In order to understand more complex models of adaptive learning, it is necessary to take a temporary step sideways away from the world of language learning. Businesses have long used analytics – the analysis of data to find meaningful patterns – in insurance, banking and marketing. With the exponential growth in computer processing power and memory capacity, businesses now have access to volumes of data of almost unimaginable size. This is known as ‘big data’ and has been described as ‘a revolution that will transform how we live, work and think’ (Mayer-Schönberger & Cukier, ‘Big Data’, 2013). Frequently cited examples of the potential of big data are the success of Amazon to analyze and predict buying patterns and the use of big data analysis in Barack Obama’s 2012 presidential re-election. Business commentators are all singing the same song on the subject. This will be looked at again in later posts. For the time being, it is enough to be aware of the main message. ‘The high-performing organisation of the future will be one that places great value on data and analytical exploration’ (The Economist Intelligence Unit, ‘In Search of Insight and Foresight: Getting more out of big data’ 2013, p.15). ‘Almost no sphere of business activity will remain untouched by this movement,’ (McAfee & Brynjolfsson, ‘Big Data: The Management Revolution’, Harvard Business Review (October 2012), p. 65).
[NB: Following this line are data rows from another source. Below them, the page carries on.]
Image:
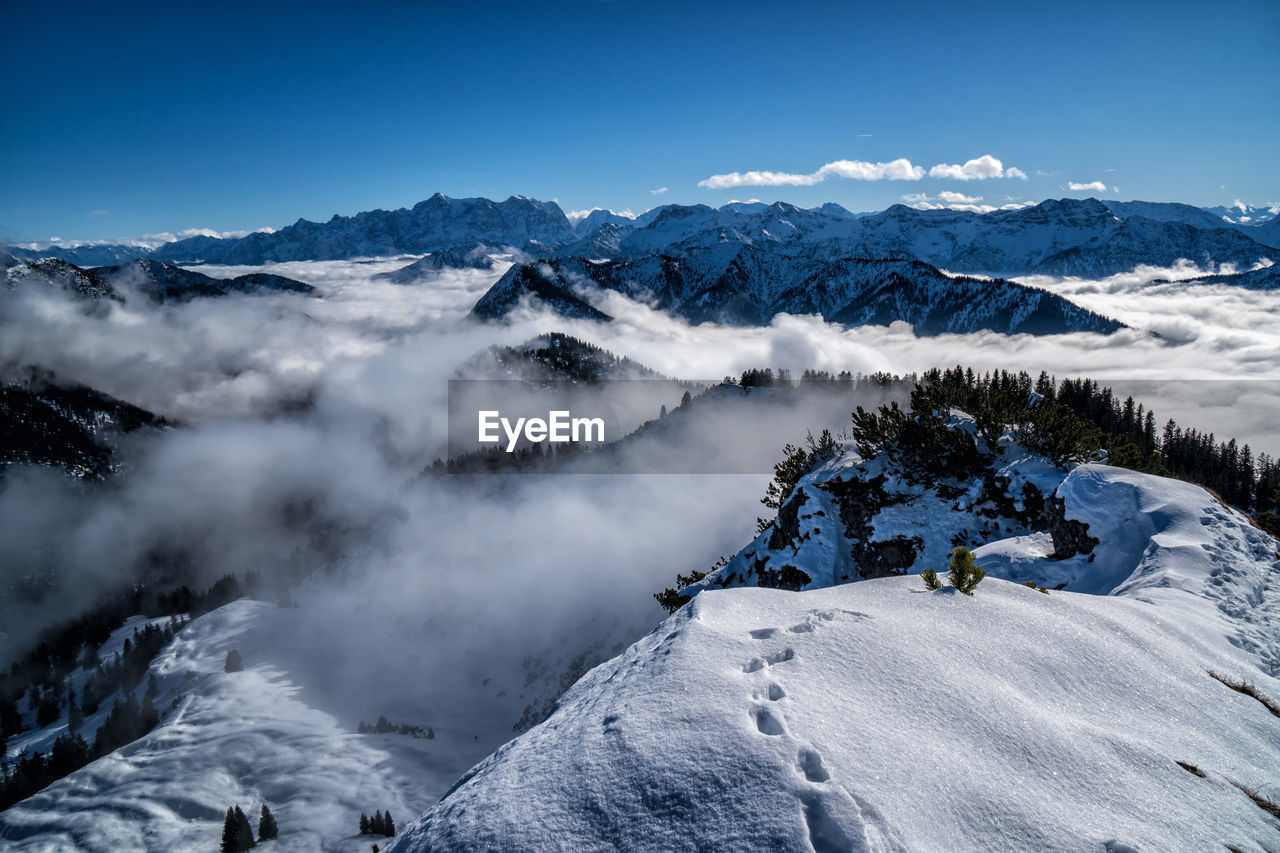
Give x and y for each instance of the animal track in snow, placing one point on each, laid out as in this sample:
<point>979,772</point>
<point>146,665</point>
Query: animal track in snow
<point>809,762</point>
<point>758,664</point>
<point>768,723</point>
With the growing bonds between business and education (another topic which will be explored later), it is unsurprising that language learning / teaching materials are rapidly going down the big data route. In comparison to what is now being developed for ELT, the data that is analyzed in the adaptive learning models I have described in an earlier post is very limited, and the algorithms used to shape the content are very simple.
The volume and variety of data and the speed of processing are now of an altogether different order. Jose Ferreira, CEO of Knewton, one of the biggest players in adaptive learning in ELT, spells out the kind of data that can be tapped:
At Knewton, we divide educational data into five types: one pertaining to student identity and onboarding, and four student activity-based data sets that have the potential to improve learning outcomes. They’re listed below in order of how difficult they are to attain:
1) Identity Data: Who are you? Are you allowed to use this application? What admin rights do you have? What district are you in? How about demographic info?
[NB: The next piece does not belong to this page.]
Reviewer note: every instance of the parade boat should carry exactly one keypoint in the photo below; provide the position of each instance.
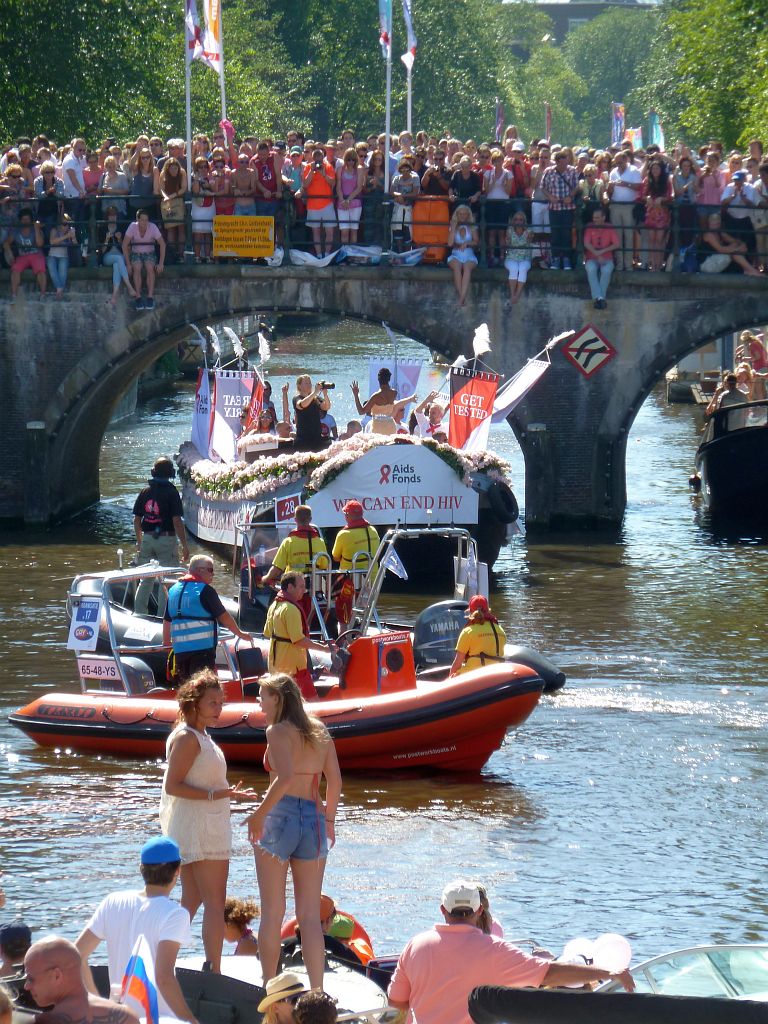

2) User Interaction Data: User interaction data includes engagement metrics, click rate, page views, bounce rate, etc. These metrics have long been the cornerstone of internet optimization for consumer web companies, which use them to improve user experience and retention. This is the easiest to collect of the data sets that affect student outcomes. Everyone who creates an online app can and should get this for themselves.
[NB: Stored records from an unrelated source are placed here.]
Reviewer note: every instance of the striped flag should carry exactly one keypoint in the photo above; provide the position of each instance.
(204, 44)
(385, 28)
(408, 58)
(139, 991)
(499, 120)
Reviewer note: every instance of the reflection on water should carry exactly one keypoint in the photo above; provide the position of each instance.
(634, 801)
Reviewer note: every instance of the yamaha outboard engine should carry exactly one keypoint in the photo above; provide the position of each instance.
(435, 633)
3) Inferred Content Data: How well does a piece of content “perform” across a group, or for any one subgroup, of students? What measurable student proficiency gains result when a certain type of student interacts with a certain piece of content? How well does a question actually assess what it intends to? Efficacy data on instructional materials isn’t easy to generate — it requires algorithmically normed assessment items. However it’s possible now for even small companies to “norm” small quantities of items. (Years ago, before we developed more sophisticated methods of norming items at scale, Knewton did so using Amazon’s “Mechanical Turk” service.)
4) System-Wide Data: Rosters, grades, disciplinary records, and attendance information are all examples of system-wide data. Assuming you have permission (e.g. you’re a teacher or principal), this information is easy to acquire locally for a class or school. But it isn’t very helpful at small scale because there is so little of it on a per-student basis. At very large scale it becomes more useful, and inferences that may help inform system-wide recommendations can be teased out.
5) Inferred Student Data: Exactly what concepts does a student know, at exactly what percentile of proficiency? Was an incorrect answer due to a lack of proficiency, or forgetfulness, or distraction, or a poorly worded question, or something else altogether? What is the probability that a student will pass next week’s quiz, and what can she do right this moment to increase it?
Software of this kind keeps complex personal profiles, with millions of variables per student, on as many students as necessary. The more student profiles (and therefore students) that can be compared, the more useful the data is. Big players in this field, such as Knewton, are aiming for student numbers in the tens to hundreds of millions. Once data volume of this order is achieved, the ‘analytics’, or the algorithms that convert data into ‘actionable insights’ (J. Spring, ‘Education Networks’ (New York: Routledge, 2012), p.55) become much more reliable.
 http://www.knewton.com/blog/knewton/from-jose/2013/07/18/big-data-in-education/ (last accessed 9 December 2013)